Let your teens catch you in the act of being kind as often as possible. This doesn’t always have to mean taking big actions – it’s great to donate to charity or volunteer your time if you can, but small kindnesses are important as well:

  • Give someone the benefit of the doubt
  • Smile at a stranger
  • Share something with someone
  • Offer to help a neighbor with a bulky package
  • Hold a door open for the person behind you
  • Give a sincere compliment without expecting anything in return, or
  • Give a server a larger than normal tip, just because

All of these things add up, and when your teen sees their role models consistently practicing kindness, they’ll pick up the habit as well.

Create a Kindness Challenge

Challenge your teens to perform at least one act of kindness every day for a month.

Ask them to keep a diary or journal where they write down what they did and how it made them feel, along with any other information that they think is relevant. You can make it a family project and participate along with them.

Once a week or so during your challenge, make it a point to check in with your teens about how their challenge is going. Ask them to share their favorite acts of kindness, the most challenging acts of kindness they practiced, or any other interesting stories they have from that week.

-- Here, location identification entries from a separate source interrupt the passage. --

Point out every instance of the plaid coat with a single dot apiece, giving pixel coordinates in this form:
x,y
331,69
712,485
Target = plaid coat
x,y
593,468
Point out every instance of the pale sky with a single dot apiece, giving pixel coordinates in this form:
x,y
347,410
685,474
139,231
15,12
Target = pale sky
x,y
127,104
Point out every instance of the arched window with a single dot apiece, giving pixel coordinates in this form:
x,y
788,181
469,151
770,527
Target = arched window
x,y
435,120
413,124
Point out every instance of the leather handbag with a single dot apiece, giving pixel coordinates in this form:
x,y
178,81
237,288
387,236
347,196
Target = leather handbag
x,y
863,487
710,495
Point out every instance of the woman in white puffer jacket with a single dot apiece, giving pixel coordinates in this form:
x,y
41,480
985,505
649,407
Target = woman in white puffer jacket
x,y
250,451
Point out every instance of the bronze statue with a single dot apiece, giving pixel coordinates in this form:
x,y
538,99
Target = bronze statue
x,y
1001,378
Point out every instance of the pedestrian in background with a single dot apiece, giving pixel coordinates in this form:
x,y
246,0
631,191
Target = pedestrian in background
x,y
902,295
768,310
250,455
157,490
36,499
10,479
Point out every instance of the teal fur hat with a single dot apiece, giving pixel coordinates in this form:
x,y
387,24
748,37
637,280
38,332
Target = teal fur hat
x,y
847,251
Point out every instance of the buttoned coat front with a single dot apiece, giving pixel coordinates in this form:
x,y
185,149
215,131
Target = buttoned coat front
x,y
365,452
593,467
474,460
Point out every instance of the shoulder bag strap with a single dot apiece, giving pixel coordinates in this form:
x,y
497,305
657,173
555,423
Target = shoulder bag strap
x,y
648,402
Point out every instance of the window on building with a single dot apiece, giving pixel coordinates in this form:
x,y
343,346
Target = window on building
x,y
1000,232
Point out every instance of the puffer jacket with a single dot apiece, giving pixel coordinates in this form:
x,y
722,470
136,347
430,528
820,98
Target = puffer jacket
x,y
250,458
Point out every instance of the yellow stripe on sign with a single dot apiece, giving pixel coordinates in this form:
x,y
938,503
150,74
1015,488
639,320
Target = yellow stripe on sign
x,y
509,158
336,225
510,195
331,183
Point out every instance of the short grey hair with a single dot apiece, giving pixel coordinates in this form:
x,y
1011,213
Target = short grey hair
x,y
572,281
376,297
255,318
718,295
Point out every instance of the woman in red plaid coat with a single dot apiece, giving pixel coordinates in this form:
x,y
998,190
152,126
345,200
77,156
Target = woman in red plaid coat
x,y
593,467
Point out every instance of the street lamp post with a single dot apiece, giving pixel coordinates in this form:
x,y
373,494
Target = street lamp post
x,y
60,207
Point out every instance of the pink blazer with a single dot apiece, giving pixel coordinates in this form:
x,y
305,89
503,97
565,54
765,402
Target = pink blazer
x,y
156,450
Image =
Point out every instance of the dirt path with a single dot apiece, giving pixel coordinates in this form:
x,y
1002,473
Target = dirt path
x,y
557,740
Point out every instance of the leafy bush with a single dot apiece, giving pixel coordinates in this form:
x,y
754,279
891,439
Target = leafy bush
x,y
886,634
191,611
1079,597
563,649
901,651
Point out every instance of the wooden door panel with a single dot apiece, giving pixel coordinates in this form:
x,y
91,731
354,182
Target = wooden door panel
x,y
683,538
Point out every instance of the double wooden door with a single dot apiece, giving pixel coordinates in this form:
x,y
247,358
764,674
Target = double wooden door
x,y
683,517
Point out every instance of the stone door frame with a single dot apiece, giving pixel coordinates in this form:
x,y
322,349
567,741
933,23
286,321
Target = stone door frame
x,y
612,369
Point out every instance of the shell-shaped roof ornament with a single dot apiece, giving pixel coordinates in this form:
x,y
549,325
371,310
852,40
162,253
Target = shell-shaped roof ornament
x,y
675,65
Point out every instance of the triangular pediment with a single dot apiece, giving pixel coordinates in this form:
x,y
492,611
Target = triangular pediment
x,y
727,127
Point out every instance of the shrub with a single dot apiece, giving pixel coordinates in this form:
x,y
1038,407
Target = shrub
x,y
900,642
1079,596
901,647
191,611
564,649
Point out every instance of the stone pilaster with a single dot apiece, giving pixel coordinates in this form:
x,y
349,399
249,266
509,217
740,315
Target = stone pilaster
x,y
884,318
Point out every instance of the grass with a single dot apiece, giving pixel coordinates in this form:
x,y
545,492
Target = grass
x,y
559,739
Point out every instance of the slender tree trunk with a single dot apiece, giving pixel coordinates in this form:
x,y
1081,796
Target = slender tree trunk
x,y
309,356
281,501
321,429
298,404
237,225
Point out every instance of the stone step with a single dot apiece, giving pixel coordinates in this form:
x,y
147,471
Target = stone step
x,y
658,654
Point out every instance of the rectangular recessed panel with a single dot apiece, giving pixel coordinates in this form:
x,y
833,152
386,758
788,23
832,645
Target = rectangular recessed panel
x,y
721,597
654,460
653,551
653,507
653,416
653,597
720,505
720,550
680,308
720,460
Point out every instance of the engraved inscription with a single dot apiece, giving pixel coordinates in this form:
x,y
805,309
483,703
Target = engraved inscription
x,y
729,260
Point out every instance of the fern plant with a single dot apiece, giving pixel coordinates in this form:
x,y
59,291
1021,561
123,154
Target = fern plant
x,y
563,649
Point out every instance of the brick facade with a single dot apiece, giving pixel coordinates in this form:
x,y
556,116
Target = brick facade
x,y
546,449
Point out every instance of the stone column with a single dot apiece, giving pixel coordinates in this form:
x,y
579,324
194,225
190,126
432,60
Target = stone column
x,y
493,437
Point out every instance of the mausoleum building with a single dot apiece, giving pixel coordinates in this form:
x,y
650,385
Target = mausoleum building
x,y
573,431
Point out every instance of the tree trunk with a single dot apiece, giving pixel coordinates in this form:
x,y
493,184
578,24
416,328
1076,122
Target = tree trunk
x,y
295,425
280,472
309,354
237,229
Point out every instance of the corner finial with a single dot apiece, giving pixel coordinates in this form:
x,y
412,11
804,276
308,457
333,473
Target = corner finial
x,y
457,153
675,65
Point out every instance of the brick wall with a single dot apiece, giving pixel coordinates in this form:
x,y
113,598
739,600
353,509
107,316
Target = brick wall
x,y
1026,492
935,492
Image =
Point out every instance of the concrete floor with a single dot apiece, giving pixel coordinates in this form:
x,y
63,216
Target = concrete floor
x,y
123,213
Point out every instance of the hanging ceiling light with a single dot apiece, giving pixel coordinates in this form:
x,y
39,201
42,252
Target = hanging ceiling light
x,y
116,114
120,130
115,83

At the end of the month, talk about how they felt about the project as a whole:

  • What did they think about the challenge at the beginning of the month?
  • How did that change (if it did change) by the end of the month?
  • Will they maintain the habit of performing daily acts of kindness going forward?
  • How will they do that?

You may be surprised by how much your teen can learn with just a few weeks of intentionally looking for opportunities to practice kindness and taking those opportunities.

And teenagers may very well surprise themselves both with their capacity for kindness and with how positively they’re affected by performing kind acts for others.

Empower Teens to Practice Kindness in Big Ways

It’s relatively easy to find opportunities to practice small, everyday acts of kindness, especially if you’re looking for them. But teens have big emotions and often big ideas, and a teen who has discovered the power of small acts of kindness might be looking for an opportunity to practice kindness on a grander scale.

For example, a teen who has volunteered at a homeless shelter might come away from the experience with a desire to end homelessness or hunger in their city. This is a good instinct!

Unfortunately, teens sometimes get discouraged when adults tell them that an idea is too big for them, or when they have a big idea but no idea how to implement it.

Instead of discouraging your teen, empower them to help find a way to do what they’re seeking to do.

A teen who is seeking to end homelessness may not be able to do so single-handedly. But they can brainstorm possible solutions, they can research what has worked in other areas, they can lobby their elected officials, they can crowdfund, and they rally others to the cause.

Your teen most likely has more energy and free time to put into a good cause at this time in their life than they ever will again, and they have youthful optimism on their side. What a teenager with a big idea needs from the adults in their lives is guidance, support, and empowerment, not discouragement.

The Power of Kindness in Action

Introduce your teen to examples of other young people who have accomplished big things in the spirit of kindness.

Great examples include Mari Copeny, who has been fundraising and raising awareness in an effort to bring clean water to her hometown of Flint for years, or the teen survivors of the Marjory Stoneman Douglass High School shooting in Florida who turned their grief into political action to end gun violence.

At the heart of these and other activism efforts is kindness – a desire to help others and prevent or alleviate suffering – and that kindness is powerful enough to enable very young people to have a very big impact on the world around them.

You can help empower your teen to use their instinct for kindness in powerful ways as well.